Pierpont, who has known Roth for several years, peppers her gracefully written and carefully researched account with conversational details, providing insights and anecdotes previously accessible only to a very few, touching on Roth’s family, his inspirations, his critics, the full range of his fiction, and his literary friendships with such figures as Saul Bellow and John Updike.

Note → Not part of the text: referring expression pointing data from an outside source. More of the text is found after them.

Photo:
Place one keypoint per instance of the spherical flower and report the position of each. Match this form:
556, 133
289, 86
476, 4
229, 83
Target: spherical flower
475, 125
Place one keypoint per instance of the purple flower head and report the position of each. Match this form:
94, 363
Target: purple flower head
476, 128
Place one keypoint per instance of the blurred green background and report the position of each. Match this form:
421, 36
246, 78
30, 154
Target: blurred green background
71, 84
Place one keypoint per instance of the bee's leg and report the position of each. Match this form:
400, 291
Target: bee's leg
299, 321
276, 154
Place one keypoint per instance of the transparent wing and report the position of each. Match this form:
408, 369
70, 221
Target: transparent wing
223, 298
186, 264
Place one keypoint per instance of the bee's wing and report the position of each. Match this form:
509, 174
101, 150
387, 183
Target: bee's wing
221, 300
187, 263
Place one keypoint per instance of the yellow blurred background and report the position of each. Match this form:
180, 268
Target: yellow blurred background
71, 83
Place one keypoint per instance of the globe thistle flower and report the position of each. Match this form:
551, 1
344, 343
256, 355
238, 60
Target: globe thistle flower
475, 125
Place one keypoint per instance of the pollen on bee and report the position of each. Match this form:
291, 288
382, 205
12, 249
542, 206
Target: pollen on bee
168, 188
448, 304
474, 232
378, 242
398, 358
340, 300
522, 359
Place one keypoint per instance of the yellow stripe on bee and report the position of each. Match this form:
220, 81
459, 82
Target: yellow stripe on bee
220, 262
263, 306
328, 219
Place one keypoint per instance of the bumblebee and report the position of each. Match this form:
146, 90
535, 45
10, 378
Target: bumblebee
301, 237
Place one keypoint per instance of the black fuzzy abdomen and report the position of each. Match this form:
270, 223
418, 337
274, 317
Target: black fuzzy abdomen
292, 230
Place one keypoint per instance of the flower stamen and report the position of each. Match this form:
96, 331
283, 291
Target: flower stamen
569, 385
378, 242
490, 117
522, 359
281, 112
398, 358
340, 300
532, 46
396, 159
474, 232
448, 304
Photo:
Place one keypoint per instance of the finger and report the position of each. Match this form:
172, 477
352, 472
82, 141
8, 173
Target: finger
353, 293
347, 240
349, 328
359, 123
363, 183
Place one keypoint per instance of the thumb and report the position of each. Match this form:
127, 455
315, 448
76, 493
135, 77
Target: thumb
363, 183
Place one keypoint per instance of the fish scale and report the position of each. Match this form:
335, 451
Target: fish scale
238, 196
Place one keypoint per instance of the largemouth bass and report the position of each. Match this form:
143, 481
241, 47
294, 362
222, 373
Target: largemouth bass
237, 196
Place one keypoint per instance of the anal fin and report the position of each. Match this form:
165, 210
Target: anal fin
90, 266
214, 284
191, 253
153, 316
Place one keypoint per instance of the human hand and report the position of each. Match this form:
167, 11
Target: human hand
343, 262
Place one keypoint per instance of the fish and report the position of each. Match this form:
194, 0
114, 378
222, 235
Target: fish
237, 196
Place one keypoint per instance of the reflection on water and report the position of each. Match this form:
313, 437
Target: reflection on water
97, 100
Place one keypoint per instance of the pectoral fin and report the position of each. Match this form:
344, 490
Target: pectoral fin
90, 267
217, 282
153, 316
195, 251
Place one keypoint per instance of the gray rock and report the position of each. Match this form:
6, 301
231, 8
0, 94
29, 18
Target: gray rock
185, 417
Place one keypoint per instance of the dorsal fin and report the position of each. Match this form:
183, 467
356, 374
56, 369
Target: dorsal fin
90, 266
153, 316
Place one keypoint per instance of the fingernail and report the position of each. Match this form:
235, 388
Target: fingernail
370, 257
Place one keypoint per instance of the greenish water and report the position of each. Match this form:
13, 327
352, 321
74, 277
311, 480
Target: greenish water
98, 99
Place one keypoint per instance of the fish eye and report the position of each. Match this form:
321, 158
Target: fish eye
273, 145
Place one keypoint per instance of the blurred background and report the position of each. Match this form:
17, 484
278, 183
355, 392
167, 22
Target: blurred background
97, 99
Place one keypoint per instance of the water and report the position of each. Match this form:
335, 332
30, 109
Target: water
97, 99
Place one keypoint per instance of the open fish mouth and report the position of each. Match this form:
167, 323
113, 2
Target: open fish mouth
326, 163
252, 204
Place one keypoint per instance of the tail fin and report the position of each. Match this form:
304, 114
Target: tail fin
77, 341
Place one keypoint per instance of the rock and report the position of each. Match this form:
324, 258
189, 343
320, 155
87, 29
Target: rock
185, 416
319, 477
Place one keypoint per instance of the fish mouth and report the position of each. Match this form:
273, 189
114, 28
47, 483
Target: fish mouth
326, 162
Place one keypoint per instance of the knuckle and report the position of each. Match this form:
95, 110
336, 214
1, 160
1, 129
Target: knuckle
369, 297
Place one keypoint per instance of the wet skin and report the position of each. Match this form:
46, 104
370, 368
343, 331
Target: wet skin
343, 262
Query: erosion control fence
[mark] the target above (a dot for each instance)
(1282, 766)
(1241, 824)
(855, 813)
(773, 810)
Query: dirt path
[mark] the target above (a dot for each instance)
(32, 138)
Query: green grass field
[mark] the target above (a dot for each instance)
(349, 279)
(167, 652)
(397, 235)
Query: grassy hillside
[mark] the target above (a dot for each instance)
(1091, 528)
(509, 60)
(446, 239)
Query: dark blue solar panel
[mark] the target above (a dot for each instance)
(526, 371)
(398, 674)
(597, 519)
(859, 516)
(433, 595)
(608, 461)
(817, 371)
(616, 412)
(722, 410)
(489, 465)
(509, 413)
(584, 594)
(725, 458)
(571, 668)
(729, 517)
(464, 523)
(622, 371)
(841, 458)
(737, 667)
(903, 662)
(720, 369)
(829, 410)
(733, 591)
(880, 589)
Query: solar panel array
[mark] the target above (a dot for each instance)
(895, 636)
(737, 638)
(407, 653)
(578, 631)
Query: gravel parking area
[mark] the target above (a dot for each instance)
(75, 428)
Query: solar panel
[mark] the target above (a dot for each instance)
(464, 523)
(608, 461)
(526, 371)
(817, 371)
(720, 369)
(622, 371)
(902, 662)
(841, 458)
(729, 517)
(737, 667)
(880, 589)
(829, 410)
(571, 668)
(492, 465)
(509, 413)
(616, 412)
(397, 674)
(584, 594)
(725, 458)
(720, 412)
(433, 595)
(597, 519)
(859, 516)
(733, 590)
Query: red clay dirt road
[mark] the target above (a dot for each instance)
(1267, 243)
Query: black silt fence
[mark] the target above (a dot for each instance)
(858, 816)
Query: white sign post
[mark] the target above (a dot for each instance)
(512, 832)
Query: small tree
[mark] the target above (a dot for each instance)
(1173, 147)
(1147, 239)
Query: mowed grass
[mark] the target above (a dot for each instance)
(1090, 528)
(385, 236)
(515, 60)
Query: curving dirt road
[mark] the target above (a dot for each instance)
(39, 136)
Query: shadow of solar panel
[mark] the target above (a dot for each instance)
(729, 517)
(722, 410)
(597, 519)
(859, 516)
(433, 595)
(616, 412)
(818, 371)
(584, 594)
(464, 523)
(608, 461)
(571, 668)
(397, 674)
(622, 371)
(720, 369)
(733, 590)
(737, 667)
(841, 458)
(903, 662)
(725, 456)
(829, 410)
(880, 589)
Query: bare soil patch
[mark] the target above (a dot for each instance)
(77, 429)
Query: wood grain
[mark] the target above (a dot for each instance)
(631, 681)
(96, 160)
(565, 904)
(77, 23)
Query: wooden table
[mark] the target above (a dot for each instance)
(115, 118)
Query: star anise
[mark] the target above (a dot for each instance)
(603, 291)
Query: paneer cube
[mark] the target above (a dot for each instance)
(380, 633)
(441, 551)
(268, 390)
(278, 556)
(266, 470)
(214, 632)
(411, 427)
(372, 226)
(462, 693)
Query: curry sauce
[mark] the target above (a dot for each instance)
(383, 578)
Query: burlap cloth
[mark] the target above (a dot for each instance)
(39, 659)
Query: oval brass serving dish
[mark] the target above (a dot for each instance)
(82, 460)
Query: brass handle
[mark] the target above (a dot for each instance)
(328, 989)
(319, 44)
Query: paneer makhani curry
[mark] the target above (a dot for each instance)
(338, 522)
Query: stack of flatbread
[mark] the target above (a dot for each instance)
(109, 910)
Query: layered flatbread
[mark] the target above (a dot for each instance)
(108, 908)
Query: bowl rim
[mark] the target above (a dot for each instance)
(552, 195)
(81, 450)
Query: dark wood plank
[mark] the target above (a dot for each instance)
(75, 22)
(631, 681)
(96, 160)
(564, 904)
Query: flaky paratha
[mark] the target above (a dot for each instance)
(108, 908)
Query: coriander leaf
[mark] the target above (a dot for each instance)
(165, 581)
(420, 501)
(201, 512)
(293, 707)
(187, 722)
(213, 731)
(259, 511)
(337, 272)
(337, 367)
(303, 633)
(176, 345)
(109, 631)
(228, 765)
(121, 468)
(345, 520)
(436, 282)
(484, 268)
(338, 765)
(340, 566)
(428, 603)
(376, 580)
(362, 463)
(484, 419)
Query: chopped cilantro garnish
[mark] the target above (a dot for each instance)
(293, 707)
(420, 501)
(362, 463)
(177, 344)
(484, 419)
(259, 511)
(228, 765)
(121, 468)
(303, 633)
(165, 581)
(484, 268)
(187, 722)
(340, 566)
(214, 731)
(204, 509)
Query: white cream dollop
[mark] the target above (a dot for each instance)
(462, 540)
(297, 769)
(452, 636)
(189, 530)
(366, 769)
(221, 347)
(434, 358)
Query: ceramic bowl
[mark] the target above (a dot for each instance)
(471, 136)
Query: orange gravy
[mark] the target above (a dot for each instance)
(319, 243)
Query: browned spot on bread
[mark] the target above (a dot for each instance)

Roth Unbound is a major achievement, a fascinating and highly readable work that will set the standard for Roth scholarship for years to come.
PUBLISHERS WEEKLY
In 2012, acclaimed novelist Philip Roth famously declared that he was retiring, sending shudders of disbelief through the literary world. Drawing on conversations with Roth and featuring insightful close readings of his entire oeuvre, longtime New Yorker staff writer Pierpont (Passionate Minds: Women Rewriting the World) offers a dazzling chronicle that traces moments from the author's life and explores the "life of his art." Pierpont develops the story of Roth's writing chronologically, summarizing the plots and critical reception of each of his many novels, from Goodbye, Columbus (1959) to Nemesis (2010). For example, "When She was Good is a book as harsh and plain as the world that Roth depicts.... Roth was no longer standing outside the Americans' he'd been observing... he was burrowing within them, even if only to discover a resistance to admitting depths." Pierpont declares Sabbath's Theater "a masterpiece of twentieth-century American literature: coursing with life, dense with character and wisdom, it gives the deepest experiences we face dying, remembering, holding on to each other the startling impact of first knowledge." Exit Ghost is about the "mystification between young and old," while Nemesis is about "conscience and duty as much as it is about the randomness of fate." Her luminous and graceful study achieves what all good criticism should: it drives us to reread Roth's work anew.